Lori’s second charge had two congregations, originally three, but two of them had just amalgamated shortly before she arrived. The Warwick congregation had moved in with the Watford congregation and proceeded to bulldoze their building so they couldn’t even consider returning. When we arrived and looked at the property, there was a sign, and a pile of bricks along with a stern comment from the Presbytery that taking down the sign would be appreciated.
But the resulting congregation with its combined Session of elders from both churches was vital and energetic. They had a big choir where previously they’d had two small ones, a bigger Sunday School, and all sorts of ideas about what they could do next.
This was a stunning contrast to what we see so often where people hang on to old dinosaurs of buildings because of their fond memories, forgetting that those memories are formed with the people and not with the bricks and mortar and stained glass.
We have done well here, at Knox. Many churches are facing the prospect of closing their buildings after this stressful year and we are far from that kind of dreadful choice. But as we hope and pray for a return to what we call normal, we should take a lesson from this challenging year.

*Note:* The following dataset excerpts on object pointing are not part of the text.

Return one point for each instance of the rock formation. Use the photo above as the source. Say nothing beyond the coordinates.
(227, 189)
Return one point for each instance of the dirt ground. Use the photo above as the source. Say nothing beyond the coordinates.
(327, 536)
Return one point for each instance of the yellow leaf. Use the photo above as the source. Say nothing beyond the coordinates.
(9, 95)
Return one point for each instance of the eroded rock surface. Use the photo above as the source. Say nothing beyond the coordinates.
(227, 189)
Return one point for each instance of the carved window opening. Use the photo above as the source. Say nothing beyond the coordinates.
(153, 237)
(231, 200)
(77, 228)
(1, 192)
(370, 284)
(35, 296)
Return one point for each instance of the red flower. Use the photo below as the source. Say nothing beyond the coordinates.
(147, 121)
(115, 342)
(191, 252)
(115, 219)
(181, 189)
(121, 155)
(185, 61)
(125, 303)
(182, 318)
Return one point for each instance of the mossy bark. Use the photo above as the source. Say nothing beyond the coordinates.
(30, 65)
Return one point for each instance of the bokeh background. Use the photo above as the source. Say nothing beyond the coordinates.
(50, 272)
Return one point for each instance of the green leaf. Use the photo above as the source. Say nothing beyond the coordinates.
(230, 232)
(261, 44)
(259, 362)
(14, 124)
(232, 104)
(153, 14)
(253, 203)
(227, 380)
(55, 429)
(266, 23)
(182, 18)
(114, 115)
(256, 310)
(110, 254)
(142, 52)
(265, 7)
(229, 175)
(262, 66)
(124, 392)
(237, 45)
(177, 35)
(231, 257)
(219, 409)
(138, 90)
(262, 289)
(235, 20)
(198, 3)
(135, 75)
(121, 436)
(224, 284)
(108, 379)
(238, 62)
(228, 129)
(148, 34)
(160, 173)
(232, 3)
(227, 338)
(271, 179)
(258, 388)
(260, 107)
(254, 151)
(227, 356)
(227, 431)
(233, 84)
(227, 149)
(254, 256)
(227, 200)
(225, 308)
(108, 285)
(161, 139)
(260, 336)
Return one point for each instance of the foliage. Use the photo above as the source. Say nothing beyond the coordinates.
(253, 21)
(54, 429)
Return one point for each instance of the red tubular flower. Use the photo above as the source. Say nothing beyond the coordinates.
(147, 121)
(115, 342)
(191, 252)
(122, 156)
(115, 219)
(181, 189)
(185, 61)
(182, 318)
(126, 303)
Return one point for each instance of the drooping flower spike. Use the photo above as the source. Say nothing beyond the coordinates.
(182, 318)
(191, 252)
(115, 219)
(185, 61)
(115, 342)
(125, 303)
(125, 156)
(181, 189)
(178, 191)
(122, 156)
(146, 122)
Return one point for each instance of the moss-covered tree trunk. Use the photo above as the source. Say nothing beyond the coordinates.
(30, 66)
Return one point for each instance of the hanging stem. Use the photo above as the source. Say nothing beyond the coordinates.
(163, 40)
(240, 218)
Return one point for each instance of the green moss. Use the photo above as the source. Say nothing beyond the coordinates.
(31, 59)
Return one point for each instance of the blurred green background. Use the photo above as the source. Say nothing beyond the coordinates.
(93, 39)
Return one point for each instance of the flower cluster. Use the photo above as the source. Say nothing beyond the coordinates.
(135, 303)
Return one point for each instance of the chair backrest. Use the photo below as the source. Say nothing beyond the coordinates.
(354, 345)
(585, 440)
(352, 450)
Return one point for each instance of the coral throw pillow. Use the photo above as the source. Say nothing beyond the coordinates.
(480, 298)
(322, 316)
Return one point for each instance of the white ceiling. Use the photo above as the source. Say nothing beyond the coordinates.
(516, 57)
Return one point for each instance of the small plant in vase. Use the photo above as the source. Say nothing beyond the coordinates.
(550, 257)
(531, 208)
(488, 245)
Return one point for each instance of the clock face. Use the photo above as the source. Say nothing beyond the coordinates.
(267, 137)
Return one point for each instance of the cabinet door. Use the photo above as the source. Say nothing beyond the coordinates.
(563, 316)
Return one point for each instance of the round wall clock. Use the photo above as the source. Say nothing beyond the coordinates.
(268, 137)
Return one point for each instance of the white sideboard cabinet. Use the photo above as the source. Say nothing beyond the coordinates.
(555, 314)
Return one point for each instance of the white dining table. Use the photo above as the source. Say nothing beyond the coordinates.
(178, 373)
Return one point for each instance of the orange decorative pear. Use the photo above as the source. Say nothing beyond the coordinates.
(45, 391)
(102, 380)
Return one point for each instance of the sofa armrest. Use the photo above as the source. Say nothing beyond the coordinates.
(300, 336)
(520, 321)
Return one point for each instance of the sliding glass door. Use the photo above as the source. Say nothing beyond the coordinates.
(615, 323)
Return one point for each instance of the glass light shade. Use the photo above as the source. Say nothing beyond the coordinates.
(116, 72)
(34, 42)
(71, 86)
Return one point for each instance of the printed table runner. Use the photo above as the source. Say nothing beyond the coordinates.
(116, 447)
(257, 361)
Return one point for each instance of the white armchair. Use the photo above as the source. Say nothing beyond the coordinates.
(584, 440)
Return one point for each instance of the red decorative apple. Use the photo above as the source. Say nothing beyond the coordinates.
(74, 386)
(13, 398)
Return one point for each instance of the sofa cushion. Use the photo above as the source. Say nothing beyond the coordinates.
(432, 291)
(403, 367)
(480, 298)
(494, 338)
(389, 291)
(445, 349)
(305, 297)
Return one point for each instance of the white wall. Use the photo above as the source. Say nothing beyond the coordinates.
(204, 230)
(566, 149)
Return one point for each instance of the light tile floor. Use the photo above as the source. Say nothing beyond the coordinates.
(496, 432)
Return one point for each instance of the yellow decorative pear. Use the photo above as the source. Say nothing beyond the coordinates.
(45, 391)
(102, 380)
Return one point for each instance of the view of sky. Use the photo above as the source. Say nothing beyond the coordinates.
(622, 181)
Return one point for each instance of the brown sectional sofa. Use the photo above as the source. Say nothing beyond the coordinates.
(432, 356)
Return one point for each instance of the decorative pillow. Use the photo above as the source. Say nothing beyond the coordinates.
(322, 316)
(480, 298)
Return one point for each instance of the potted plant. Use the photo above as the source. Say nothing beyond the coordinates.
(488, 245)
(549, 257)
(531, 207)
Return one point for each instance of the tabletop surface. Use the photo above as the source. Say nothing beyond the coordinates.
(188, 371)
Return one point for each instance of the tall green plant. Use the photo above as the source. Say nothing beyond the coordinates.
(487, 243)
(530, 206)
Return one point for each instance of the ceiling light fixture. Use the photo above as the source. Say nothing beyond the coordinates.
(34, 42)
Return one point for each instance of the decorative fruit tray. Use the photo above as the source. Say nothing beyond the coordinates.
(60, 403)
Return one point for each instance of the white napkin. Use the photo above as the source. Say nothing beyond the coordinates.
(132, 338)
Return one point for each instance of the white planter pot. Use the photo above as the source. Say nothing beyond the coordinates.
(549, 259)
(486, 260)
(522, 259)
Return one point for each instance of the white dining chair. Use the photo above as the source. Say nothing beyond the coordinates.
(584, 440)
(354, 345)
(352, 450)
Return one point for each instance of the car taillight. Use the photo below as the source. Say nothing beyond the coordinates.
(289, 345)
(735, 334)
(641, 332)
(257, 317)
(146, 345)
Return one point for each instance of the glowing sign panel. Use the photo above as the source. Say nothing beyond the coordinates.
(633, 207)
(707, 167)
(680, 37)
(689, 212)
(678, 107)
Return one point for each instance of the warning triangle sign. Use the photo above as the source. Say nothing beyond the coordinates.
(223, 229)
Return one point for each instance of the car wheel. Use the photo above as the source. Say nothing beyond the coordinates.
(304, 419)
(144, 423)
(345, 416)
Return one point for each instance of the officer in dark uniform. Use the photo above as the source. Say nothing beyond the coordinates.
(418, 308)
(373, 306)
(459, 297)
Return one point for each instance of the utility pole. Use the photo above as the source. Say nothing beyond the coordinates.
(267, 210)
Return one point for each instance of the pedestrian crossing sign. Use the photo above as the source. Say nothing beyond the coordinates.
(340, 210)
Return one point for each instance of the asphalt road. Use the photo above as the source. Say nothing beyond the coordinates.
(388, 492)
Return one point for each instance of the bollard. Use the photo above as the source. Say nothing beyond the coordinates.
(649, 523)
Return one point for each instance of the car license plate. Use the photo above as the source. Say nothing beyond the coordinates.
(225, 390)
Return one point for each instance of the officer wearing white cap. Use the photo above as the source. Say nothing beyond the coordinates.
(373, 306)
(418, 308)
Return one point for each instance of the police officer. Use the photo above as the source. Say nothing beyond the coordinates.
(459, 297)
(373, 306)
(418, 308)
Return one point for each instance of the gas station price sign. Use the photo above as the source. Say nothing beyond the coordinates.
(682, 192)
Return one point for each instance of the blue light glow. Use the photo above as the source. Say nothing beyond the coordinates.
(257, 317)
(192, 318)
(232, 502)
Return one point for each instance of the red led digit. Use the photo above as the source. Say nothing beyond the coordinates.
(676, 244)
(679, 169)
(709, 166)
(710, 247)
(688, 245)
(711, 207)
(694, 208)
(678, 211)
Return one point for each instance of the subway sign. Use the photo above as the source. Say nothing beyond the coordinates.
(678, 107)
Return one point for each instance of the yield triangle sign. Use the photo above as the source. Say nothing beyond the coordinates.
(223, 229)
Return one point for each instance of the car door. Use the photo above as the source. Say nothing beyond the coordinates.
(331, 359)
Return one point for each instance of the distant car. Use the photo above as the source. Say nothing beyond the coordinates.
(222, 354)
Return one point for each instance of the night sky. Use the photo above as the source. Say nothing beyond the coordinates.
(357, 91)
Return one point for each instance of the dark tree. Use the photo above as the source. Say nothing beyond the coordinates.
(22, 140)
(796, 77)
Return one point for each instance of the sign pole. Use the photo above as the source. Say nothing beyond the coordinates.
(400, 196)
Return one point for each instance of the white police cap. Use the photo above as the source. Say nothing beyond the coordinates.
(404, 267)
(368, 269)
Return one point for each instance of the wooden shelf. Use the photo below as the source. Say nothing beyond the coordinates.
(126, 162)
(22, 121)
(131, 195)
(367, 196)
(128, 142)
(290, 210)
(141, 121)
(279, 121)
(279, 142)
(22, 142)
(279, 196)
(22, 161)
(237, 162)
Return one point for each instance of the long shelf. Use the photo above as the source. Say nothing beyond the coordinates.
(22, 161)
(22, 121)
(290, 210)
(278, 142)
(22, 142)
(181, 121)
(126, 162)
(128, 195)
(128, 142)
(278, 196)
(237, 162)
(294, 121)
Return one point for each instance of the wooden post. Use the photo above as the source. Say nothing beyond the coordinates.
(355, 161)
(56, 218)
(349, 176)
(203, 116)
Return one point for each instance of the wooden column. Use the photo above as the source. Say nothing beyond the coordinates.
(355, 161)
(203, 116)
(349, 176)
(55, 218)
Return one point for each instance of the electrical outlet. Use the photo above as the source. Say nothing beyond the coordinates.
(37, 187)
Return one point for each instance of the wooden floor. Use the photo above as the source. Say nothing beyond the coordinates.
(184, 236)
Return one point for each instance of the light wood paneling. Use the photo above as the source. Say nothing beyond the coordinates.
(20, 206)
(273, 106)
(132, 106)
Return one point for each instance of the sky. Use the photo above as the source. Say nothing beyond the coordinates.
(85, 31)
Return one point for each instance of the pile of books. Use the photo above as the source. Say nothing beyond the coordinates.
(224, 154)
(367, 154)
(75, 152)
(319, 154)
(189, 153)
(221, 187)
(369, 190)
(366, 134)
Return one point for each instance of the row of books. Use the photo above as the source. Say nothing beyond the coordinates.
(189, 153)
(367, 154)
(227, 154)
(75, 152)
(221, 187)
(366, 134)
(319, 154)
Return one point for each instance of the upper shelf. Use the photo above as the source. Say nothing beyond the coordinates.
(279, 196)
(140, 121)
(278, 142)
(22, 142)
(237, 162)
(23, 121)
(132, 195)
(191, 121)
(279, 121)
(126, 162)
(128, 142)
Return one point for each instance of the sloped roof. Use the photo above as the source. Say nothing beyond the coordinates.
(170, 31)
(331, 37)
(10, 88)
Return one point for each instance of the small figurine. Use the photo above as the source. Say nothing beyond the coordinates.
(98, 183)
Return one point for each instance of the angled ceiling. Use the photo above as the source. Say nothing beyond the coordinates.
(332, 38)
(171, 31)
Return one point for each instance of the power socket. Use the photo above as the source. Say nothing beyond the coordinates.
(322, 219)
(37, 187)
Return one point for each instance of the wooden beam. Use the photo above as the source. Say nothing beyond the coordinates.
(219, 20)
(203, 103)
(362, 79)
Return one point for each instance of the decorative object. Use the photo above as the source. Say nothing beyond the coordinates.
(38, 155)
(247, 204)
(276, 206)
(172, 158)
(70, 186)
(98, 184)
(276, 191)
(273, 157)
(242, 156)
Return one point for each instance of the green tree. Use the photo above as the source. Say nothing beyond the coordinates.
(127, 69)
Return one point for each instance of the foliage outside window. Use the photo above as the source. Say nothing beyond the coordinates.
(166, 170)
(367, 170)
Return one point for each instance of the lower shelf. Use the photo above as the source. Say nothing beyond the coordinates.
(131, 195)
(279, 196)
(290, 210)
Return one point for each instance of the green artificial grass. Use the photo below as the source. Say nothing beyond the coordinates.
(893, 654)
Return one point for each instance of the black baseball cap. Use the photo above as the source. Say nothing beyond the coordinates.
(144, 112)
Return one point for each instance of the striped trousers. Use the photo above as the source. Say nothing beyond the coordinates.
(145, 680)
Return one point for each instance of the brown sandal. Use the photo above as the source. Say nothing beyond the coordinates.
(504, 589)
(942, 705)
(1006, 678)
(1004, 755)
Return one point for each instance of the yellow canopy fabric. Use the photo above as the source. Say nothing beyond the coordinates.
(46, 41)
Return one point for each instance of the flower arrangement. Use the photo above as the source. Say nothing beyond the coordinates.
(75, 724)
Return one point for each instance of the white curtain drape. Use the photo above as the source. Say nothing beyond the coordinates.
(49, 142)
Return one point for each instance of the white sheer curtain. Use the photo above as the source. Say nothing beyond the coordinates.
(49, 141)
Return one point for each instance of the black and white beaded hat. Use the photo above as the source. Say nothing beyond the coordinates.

That truth that John was trying to tell his readers right from the start of his gospel is still true today:
Our foundation is a spiritual foundation linking us through Jesus Christ to God and to each other. And as happy as we will be to gather again in a familiar space, we should recall that WE are Christ’s church and our spiritual connection has grown stronger, despite our physical separation.
This year of pandemic will stick in our memories; we will not forget it. Instead of dismissing it as an irredeemable time let’s also remember this lesson as one of the good outcomes where God has used a difficult time to remind us of what really matters.